Die Verteidigungsministerin Ursula von der Leyen steht unter Verdacht, beim Einsatz von Beratern für ihr Ministerium rechtswidrig gehandelt zu haben. Neben immensen Ausgaben aus Töpfen, die für einen anderen Zweck bestimmt waren, steht nun eine Anzeige wegen „vorsätzlich verursachter Scheinselbstständigkeit“ im Raum.
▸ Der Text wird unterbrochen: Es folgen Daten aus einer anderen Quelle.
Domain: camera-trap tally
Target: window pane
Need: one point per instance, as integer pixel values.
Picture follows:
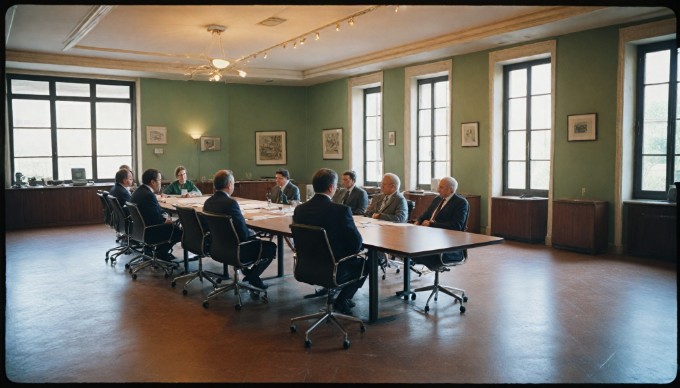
(517, 175)
(32, 142)
(114, 142)
(518, 83)
(517, 145)
(424, 173)
(540, 173)
(424, 123)
(654, 138)
(114, 115)
(517, 113)
(31, 113)
(73, 114)
(22, 86)
(540, 145)
(654, 173)
(657, 67)
(540, 112)
(540, 79)
(113, 91)
(425, 96)
(440, 127)
(72, 89)
(74, 142)
(65, 165)
(34, 167)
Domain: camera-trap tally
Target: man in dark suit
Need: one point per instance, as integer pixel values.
(351, 195)
(284, 191)
(343, 235)
(448, 211)
(153, 214)
(222, 203)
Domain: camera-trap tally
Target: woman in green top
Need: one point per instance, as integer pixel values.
(176, 187)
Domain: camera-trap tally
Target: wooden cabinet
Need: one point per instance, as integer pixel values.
(36, 207)
(424, 199)
(522, 219)
(580, 225)
(651, 229)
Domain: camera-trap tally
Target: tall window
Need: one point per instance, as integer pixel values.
(372, 137)
(526, 127)
(56, 124)
(657, 141)
(433, 130)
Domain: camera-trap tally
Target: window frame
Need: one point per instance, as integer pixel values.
(52, 97)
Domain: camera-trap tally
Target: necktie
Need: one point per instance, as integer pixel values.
(436, 211)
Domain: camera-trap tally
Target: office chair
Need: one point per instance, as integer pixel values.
(195, 240)
(149, 237)
(315, 264)
(123, 225)
(457, 293)
(226, 247)
(391, 260)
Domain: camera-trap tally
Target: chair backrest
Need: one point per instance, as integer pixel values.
(314, 260)
(193, 236)
(225, 245)
(138, 225)
(121, 222)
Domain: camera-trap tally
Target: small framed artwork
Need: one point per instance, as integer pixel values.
(270, 147)
(469, 134)
(156, 135)
(331, 140)
(209, 143)
(392, 138)
(582, 127)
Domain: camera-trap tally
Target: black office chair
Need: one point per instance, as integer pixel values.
(194, 240)
(315, 264)
(226, 247)
(122, 224)
(149, 237)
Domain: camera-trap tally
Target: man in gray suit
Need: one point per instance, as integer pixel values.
(390, 204)
(351, 195)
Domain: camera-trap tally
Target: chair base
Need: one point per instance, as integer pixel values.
(327, 315)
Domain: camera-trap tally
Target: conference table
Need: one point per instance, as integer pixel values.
(402, 240)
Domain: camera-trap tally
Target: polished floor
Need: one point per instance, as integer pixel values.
(534, 315)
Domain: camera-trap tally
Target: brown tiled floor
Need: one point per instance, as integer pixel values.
(534, 315)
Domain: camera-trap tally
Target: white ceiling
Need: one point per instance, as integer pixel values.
(162, 41)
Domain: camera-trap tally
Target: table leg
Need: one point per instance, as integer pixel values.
(373, 286)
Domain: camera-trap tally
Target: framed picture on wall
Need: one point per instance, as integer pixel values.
(331, 140)
(156, 134)
(270, 147)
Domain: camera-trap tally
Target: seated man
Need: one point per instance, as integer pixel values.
(153, 214)
(351, 195)
(449, 211)
(343, 235)
(222, 203)
(284, 191)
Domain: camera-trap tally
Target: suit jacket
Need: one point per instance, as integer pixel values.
(222, 203)
(121, 193)
(342, 233)
(290, 193)
(357, 200)
(452, 216)
(395, 211)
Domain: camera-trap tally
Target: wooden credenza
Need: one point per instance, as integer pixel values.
(50, 206)
(522, 219)
(580, 225)
(651, 229)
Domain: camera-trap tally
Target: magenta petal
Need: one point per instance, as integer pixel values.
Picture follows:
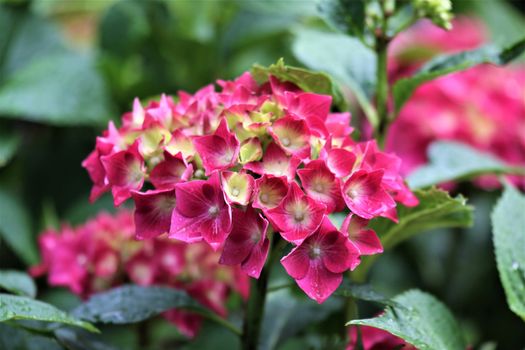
(297, 262)
(185, 229)
(322, 185)
(340, 161)
(194, 197)
(218, 151)
(319, 283)
(335, 254)
(298, 216)
(170, 171)
(248, 229)
(153, 211)
(254, 264)
(125, 172)
(365, 196)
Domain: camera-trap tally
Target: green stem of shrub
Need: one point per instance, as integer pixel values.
(254, 312)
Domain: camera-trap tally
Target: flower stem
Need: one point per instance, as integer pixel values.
(255, 308)
(382, 90)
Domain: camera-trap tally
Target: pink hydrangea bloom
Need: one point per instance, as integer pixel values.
(252, 160)
(103, 253)
(483, 107)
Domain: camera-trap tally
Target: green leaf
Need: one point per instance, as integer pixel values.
(446, 64)
(132, 303)
(307, 80)
(345, 58)
(41, 80)
(508, 225)
(456, 161)
(14, 338)
(78, 339)
(9, 144)
(347, 16)
(421, 320)
(363, 292)
(59, 89)
(14, 307)
(286, 315)
(17, 282)
(15, 228)
(436, 209)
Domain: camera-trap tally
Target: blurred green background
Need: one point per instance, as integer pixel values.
(67, 67)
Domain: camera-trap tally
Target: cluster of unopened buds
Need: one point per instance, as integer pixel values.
(246, 165)
(103, 253)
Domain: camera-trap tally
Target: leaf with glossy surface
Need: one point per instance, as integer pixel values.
(14, 307)
(132, 303)
(347, 16)
(12, 338)
(436, 209)
(446, 64)
(362, 292)
(421, 320)
(344, 58)
(508, 225)
(307, 80)
(17, 282)
(9, 144)
(454, 161)
(42, 80)
(57, 89)
(286, 315)
(15, 228)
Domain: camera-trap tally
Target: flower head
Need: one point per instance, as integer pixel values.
(318, 262)
(233, 167)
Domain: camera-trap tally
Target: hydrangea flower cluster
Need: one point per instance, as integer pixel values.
(103, 253)
(236, 167)
(483, 106)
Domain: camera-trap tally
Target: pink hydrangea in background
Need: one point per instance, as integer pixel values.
(483, 106)
(103, 253)
(248, 164)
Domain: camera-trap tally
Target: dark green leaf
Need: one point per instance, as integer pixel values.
(17, 282)
(346, 59)
(421, 320)
(446, 64)
(131, 304)
(307, 80)
(78, 339)
(15, 228)
(436, 209)
(41, 80)
(59, 89)
(9, 144)
(14, 338)
(25, 38)
(508, 225)
(286, 315)
(362, 292)
(14, 307)
(347, 16)
(456, 161)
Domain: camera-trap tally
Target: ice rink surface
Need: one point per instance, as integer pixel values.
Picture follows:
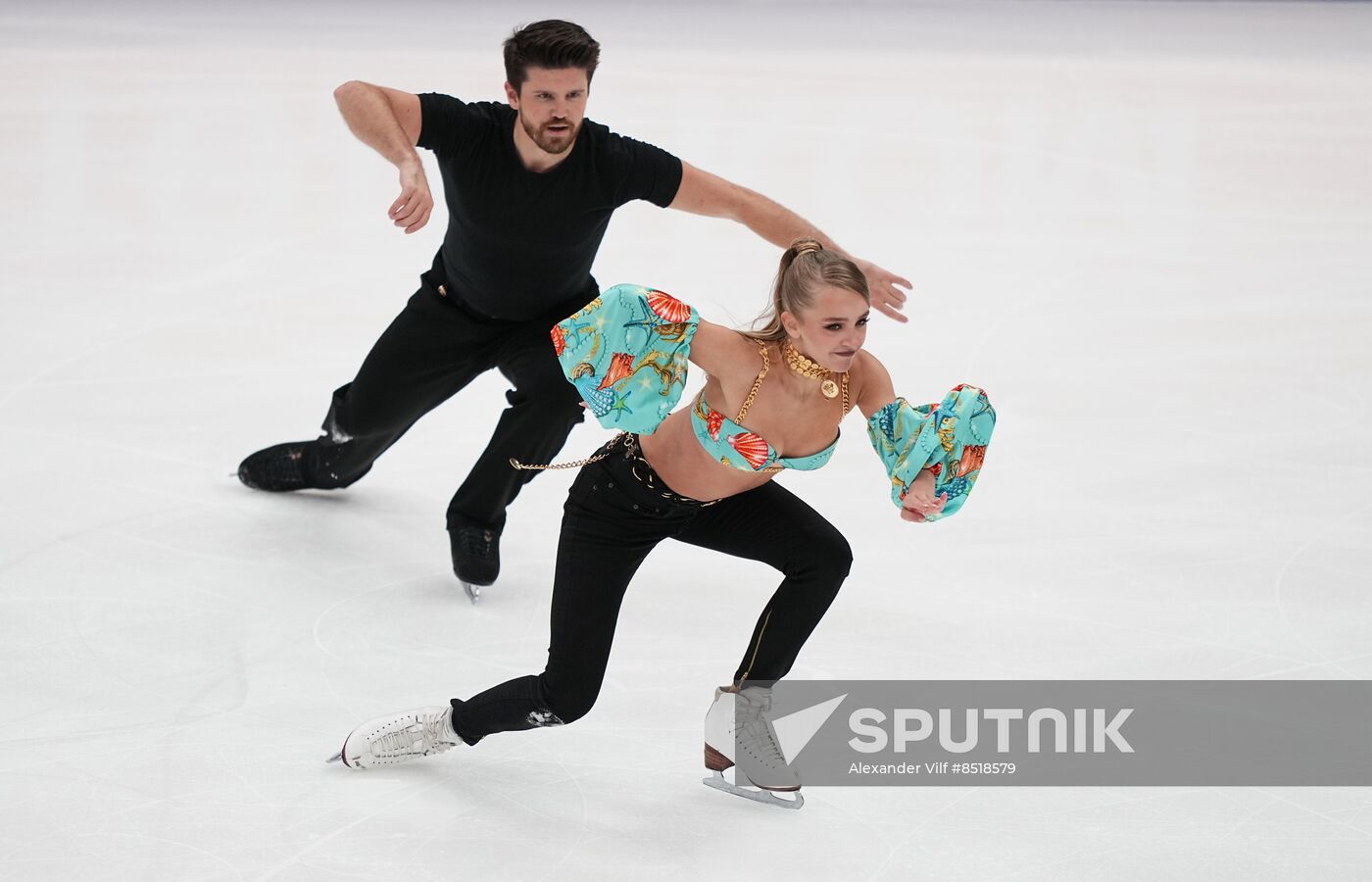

Im September letzten Jahres gab es die ersten Nachrichten und Berichte darüber, dass die Bundesverteidigungsministerin Ursula von der Leyen beim Einsatz von Beratern in ihrem Ministerium rechtswidrig gehandelt habe. Zu der Zeit ging es um eine Summe von 8 Millionen Euro, für die der Bundesrechnungshof feststellte, dass sie nicht zweckgemäß eingesetzt worden waren. Im Verteidigungsministerium wurde das Geld nämlich zur Beratung für das IT-Projekt „CIT Quadrat“ verwandt, obwohl es an einen anderen Zweck gebunden war. Auch wurden Berater eingesetzt, die einen auffällig hohen Tagessatz erhielten und ebenfalls nicht den Kriterien des Topfes entsprachen.

Chaos in der „Berater-Armee“

Den Spiegel verleitete der intensive Einsatz von Beratern im Verteidigungsministerium dazu, von einer regelrechten „Berater-Armee“ zu sprechen. Rund 150 Millionen Euro jährlich wurden ausschließlich für externe Berater gezahlt.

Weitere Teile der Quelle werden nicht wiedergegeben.